Nas sociedades contemporâneas 
              as diferentes formas de arte desempenham papéis relevantes nos quotidianos 
              das comunidades, na criação e recriação de identidades (individuais 
              e colectivas), no desenvolvimento comunitário, nas situações de 
              lazer e de entretenimento, nas componentes económico-financeiras. 
              
    Ao falar dos mundos das artes quero 
    designar por um lado, universos complexos onde interagem várias redes 
    (criadores, intérpretes, técnicos, públicos, produtores, etc.) e por outro, 
    universos variam consoante os contextos históricos, sociais, culturais e 
    geográficos. 
    Universos diferenciados em que o de 
    Jorge Peixinho é diferente do Emanuel Nunes, o da Paula Rego é diferente do 
    Júlio Pomar, o do Paulo Rocha é diferente do José Fonseca e Costa, o da 
    Agustina Bessa Luís é diferente do António Lobo Antunes, e assim 
    sucessivamente. Apesar dos cruzamentos e dos pontos de contacto entre os 
    diferentes universos (como bem demonstrou o violoncelista Yo Yo Ma entre as 
    suites de J. S. Bach e as obras do arquitecto italiano do século XVIII 
    Piranezi). A capacidade em compreender e se mover nestas complexidades, em 
    diferentes comunidades imaginadas e de sentidos, é uma das dimensões 
    importantes dos mundos das artes e da educação e aprendizagem artística.
    Estes diferentes universos estão 
    presentes no distrito de Setúbal através da proliferação de uma grande 
    variedade de instituições e de pessoas que, de um modo mais formal ou 
    informal, se relacionam com a criação, a fruição e a realização artística. 
    Do teatro à dança, do cinema à banda desenhada, da música à literatura, da 
    pintura ao artesanato. Propostas que cruzam diferentes níveis de cultura 
    (erudito, popular, de massas), procedimentos (festivais, concertos, 
    exposições, etc.), espaços, lugares, histórias e memórias. Isto para já não 
    falar na riqueza e diversidade do património arquitectónico e natural.
    
    Neste contexto, um dos desafios que se 
    coloca ao ensino superior público merece especial destaque a necessidade de 
    encontrar e formular propostas formativas (em parceria com diferentes tipos 
    de instituições e actores sociais) que dêem corpo a visões de futuro que 
    sirvam de mediação entre as expectativas existentes e a necessidade de 
    encontrar novas necessidades, novas respostas às interpolações complexas com 
    que a sociedade portuguesa se confronta.
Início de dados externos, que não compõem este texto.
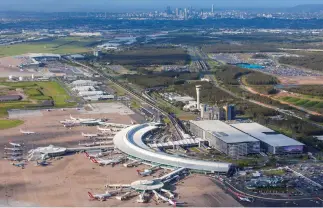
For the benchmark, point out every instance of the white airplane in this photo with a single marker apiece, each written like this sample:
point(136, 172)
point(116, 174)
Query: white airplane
point(15, 144)
point(244, 199)
point(15, 158)
point(13, 149)
point(146, 172)
point(27, 132)
point(102, 162)
point(97, 155)
point(90, 135)
point(100, 197)
point(103, 129)
point(13, 153)
point(82, 119)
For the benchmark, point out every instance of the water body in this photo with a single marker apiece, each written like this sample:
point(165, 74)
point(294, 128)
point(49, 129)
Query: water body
point(250, 66)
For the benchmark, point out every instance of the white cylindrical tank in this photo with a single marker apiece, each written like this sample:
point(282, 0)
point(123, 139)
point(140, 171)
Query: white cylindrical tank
point(198, 89)
point(202, 108)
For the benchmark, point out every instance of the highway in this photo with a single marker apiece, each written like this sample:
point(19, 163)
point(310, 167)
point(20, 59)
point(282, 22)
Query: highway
point(145, 97)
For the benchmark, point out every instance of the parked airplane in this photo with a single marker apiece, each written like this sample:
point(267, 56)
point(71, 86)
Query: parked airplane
point(82, 119)
point(244, 199)
point(102, 162)
point(16, 153)
point(100, 197)
point(20, 165)
point(15, 144)
point(97, 155)
point(13, 149)
point(27, 132)
point(147, 172)
point(15, 158)
point(90, 135)
point(42, 163)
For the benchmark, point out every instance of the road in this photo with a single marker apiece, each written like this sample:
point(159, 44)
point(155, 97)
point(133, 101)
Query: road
point(144, 96)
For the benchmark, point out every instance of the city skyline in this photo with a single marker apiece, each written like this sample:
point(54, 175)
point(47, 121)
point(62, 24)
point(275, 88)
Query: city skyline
point(140, 5)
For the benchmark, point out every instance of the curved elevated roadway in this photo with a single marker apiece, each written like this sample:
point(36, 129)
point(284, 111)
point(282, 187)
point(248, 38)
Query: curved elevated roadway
point(130, 141)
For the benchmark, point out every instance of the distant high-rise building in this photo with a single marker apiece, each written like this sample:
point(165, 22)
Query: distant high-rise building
point(177, 12)
point(229, 112)
point(168, 10)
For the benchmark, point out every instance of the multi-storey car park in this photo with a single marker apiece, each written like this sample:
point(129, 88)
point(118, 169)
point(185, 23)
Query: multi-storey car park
point(131, 142)
point(225, 138)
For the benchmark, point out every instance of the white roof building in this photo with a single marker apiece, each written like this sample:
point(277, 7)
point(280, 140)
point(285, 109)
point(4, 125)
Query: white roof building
point(90, 93)
point(83, 83)
point(272, 141)
point(83, 88)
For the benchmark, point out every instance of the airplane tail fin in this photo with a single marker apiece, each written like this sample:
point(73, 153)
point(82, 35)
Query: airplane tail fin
point(91, 195)
point(86, 154)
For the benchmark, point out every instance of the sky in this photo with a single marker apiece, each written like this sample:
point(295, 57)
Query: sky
point(138, 5)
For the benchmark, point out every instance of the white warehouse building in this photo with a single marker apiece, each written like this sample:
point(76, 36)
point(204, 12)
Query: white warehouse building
point(90, 93)
point(270, 141)
point(79, 83)
point(225, 138)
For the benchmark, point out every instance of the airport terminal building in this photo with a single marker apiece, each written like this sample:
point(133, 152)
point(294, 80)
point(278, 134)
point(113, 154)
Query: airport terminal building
point(270, 141)
point(225, 138)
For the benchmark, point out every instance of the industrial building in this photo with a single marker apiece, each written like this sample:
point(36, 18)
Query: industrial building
point(225, 138)
point(90, 93)
point(270, 141)
point(229, 112)
point(99, 97)
point(79, 83)
point(6, 98)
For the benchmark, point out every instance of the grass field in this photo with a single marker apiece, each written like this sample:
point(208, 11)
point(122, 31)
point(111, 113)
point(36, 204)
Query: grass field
point(36, 92)
point(306, 103)
point(64, 45)
point(6, 124)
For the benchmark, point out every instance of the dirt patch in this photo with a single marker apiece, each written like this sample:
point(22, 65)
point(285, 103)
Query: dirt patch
point(318, 80)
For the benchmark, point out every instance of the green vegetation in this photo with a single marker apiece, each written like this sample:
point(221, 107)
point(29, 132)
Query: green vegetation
point(64, 45)
point(274, 172)
point(147, 56)
point(313, 90)
point(209, 93)
point(37, 92)
point(261, 79)
point(311, 61)
point(161, 79)
point(306, 103)
point(6, 124)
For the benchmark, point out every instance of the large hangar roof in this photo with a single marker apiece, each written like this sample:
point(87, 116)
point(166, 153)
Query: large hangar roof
point(266, 135)
point(224, 131)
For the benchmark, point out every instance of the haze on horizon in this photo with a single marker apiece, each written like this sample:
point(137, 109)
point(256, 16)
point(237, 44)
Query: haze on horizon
point(138, 5)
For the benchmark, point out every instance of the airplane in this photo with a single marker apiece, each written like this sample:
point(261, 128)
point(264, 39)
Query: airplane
point(26, 132)
point(13, 149)
point(146, 172)
point(100, 197)
point(42, 163)
point(244, 199)
point(97, 155)
point(102, 162)
point(14, 158)
point(13, 153)
point(20, 165)
point(90, 135)
point(82, 119)
point(15, 144)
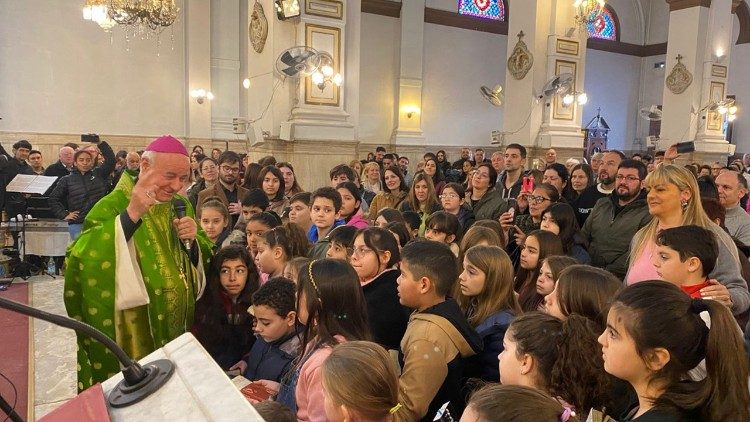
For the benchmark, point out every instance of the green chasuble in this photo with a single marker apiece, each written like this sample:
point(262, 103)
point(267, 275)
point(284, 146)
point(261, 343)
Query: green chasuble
point(170, 280)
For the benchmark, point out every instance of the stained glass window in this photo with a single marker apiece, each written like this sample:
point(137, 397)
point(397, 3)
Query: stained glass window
point(603, 27)
point(487, 9)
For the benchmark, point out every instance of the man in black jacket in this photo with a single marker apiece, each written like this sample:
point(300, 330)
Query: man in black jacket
point(15, 203)
point(63, 166)
point(82, 188)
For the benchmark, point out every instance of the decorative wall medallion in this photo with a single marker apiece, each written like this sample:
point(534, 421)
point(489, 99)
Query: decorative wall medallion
point(258, 28)
point(521, 60)
point(718, 71)
point(680, 78)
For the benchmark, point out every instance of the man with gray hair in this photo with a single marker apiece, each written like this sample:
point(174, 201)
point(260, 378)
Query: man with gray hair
point(732, 186)
point(64, 164)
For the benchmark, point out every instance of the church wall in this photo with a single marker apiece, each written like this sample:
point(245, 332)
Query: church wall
point(456, 63)
point(613, 83)
point(739, 85)
point(74, 78)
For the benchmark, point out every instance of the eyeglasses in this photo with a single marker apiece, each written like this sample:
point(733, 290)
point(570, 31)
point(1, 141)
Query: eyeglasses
point(230, 169)
point(358, 252)
point(538, 199)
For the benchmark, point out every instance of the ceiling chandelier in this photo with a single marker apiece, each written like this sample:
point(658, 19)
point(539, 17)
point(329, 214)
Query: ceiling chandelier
point(588, 11)
point(141, 17)
point(96, 11)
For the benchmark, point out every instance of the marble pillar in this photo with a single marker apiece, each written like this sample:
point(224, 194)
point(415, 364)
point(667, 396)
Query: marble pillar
point(557, 46)
point(409, 105)
point(699, 46)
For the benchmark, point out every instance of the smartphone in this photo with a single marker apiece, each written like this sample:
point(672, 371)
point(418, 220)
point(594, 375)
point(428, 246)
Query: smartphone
point(527, 184)
point(684, 147)
point(91, 138)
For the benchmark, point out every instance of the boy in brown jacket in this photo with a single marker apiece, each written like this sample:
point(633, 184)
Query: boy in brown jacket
point(438, 337)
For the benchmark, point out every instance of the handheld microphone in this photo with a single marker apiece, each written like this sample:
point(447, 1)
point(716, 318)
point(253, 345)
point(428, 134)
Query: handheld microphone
point(180, 210)
point(138, 381)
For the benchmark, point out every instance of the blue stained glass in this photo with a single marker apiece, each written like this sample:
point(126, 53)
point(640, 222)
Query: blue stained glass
point(487, 9)
point(603, 27)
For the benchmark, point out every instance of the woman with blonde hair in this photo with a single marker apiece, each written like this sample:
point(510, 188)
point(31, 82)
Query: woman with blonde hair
point(674, 200)
point(353, 394)
point(421, 199)
point(485, 295)
point(370, 178)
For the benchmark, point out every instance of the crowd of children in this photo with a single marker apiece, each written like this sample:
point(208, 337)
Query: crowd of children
point(409, 308)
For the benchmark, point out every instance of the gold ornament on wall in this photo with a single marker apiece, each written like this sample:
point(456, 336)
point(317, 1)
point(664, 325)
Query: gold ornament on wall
point(679, 78)
point(521, 60)
point(258, 28)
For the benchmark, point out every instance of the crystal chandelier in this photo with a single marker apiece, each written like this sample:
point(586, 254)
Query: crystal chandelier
point(588, 11)
point(145, 15)
point(96, 11)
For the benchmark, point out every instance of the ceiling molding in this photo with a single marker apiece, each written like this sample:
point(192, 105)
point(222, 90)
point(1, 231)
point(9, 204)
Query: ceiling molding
point(446, 18)
point(685, 4)
point(382, 7)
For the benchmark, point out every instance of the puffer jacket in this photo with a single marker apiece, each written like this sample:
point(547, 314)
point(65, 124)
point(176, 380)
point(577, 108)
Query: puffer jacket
point(489, 207)
point(608, 236)
point(80, 191)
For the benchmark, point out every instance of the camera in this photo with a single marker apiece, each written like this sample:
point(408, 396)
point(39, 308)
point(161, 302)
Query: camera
point(91, 138)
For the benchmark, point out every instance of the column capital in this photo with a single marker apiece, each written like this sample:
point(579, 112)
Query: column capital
point(685, 4)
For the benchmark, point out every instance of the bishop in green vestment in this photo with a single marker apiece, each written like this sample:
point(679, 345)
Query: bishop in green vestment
point(129, 274)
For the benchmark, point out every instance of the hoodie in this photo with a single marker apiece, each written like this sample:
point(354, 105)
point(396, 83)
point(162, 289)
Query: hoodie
point(435, 345)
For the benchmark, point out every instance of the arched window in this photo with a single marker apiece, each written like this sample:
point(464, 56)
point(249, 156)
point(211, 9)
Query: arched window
point(605, 27)
point(487, 9)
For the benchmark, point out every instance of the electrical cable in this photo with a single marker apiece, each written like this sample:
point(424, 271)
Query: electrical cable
point(11, 411)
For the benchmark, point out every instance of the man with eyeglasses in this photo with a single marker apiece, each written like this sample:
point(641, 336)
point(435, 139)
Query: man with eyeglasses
point(606, 176)
point(227, 190)
point(615, 220)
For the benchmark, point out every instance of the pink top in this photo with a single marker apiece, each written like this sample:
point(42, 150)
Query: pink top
point(309, 392)
point(642, 268)
point(358, 221)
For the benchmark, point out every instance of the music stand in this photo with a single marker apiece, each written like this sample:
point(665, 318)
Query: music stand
point(27, 184)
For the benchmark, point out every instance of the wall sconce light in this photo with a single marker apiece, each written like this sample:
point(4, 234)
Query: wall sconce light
point(578, 97)
point(410, 111)
point(201, 95)
point(287, 9)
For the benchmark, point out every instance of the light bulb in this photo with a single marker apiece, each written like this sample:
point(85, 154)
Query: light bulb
point(317, 78)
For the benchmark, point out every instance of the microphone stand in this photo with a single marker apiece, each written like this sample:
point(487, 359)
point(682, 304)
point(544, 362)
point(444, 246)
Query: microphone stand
point(139, 381)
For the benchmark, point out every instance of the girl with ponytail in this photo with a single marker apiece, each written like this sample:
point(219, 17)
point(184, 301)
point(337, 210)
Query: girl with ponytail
point(558, 357)
point(655, 335)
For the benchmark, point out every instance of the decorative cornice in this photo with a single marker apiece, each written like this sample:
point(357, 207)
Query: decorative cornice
point(685, 4)
point(446, 18)
point(382, 7)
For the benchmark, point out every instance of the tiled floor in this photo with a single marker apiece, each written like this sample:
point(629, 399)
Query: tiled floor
point(14, 359)
point(54, 349)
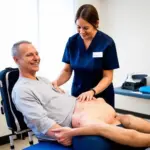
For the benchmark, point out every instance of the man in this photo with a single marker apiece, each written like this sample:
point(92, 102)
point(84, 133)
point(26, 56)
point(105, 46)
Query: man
point(46, 110)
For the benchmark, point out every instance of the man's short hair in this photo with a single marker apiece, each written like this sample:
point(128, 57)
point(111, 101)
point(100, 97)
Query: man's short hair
point(15, 47)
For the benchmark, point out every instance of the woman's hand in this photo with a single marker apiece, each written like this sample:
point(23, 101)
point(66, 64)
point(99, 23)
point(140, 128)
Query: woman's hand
point(62, 135)
point(86, 96)
point(57, 88)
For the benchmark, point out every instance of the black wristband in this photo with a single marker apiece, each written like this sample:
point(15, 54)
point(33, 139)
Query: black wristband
point(94, 91)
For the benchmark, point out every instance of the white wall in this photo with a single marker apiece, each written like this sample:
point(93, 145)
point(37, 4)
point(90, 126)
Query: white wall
point(128, 22)
point(18, 22)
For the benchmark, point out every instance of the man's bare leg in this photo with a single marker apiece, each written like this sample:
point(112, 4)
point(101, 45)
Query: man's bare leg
point(132, 122)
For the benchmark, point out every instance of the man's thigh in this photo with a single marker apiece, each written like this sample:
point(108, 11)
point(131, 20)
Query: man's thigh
point(92, 112)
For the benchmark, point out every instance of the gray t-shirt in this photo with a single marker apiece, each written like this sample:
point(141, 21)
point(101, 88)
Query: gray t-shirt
point(41, 105)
    Assim, pensar as artes na Escola 
    Superior de Educação, significa imaginar e operacionalizar propostas 
    formativas que reconciliem por um lado, as artes e a educação com a 
    sociedade e a chame para uma maior participação neste tipo de actividades e 
    por outro, evitar a reprodução dos modelos existentes noutras instituições 
    de ensino superior. Daí a importância em articular os saberes locais, 
    nacionais e internacionais, a diversidade de procedimentos e a sua 
    convergência e complementaridade com outras áreas de saber. Da ciência à 
    tecnologia, da gestão à ecologia e à qualidade de vida.
    Este imaginar e operacionalizar 
    propostas formativas passa, na minha opinião, por quatro domínios 
    fundamentais: a formação, a criação e a experimentação, a intervenção 
    comunitária a investigação e produção de conhecimento. 
    No primeiro caso, através de 
    modalidades de formação diferenciada (inicial, contínua, ao longo da vida) e 
    de duração variável, não esquecendo o reconhecimento e validação das 
    competências adquiridas. No segundo, através de práticas formativas 
    centradas na criação e experimentação artística, pensando em percursos de 
    aprendizagem inovadores relacionados com os modos de organizar os tempos e 
    os espaços de trabalho, quebrando as lógicas disciplinares dominantes. No 
    terceiro, os mundos das artes e da educação adquirem outros sentidos quando 
    se potencia a ligação entre a formação e a intervenção comunitária através 
    do desenvolvimento e implementação de projectos diferenciados. Por último, a 
    investigação e produção de conhecimento, não só como estratégia de 
    aprendizagem mas também como estratégia potenciadora de um maior 
    conhecimento, pensamento crítico e divulgação acerca das artes no distrito.
    Estes domínios, cruzando as artes do 
    palco com as artes visuais, as artes de rua com manifestações mais 
    “rebeldes”, têm de assumir uma outra componente fundamental: articular os 
    particularismos com as correntes internacionais (levando a uma maior 
    internacionalização das práticas e dos procedimentos), articular as práticas 
    amadoras com as práticas mais eruditas.
    É tendo em conta estas diferentes 
    complexidades e a capacidade de as por em conexão através de redes 
    diferenciadas, que se poderá contribuir para o alargamento dos horizontes e 
    dos contextos de referência, para a familiarização com uma gama variada de 
    linguagens, reportórios e estéticas artísticas, para a socialização em 
    diferentes formas de comunicação que não as mais banalizadas. 
    O alargamento dos contextos de 
    referência constitui, na minha perspectiva, um esforço relativamente difícil 
    mas fundamental para repensar a nossa acção individual e colectiva. Como 
    acto político na construção de uma razão cosmopolita onde as subjectividades 
    e as polifonias dos olhares ecoem como espaços de liberdade na formação das 
    pessoas, para que elas cresçam como cidadãs e cidadãos dos seus respectivos 
    países e de um mundo em que interagem diferentes comunidades de sentidos, de 
    pertença e de convivencialidade.
    O ensino superior público não pode (e 
    não deve) alhear-se destes desígnios. Pelo compromisso político, social, 
    educativo e interventivo que assumiu. Pelas responsabilidades em transformar 
    os constrangimentos e os riscos em desafios com futuro, promovendo outros 
    modos de ver, de fazer e de ser, criando outros possíveis e imaginários.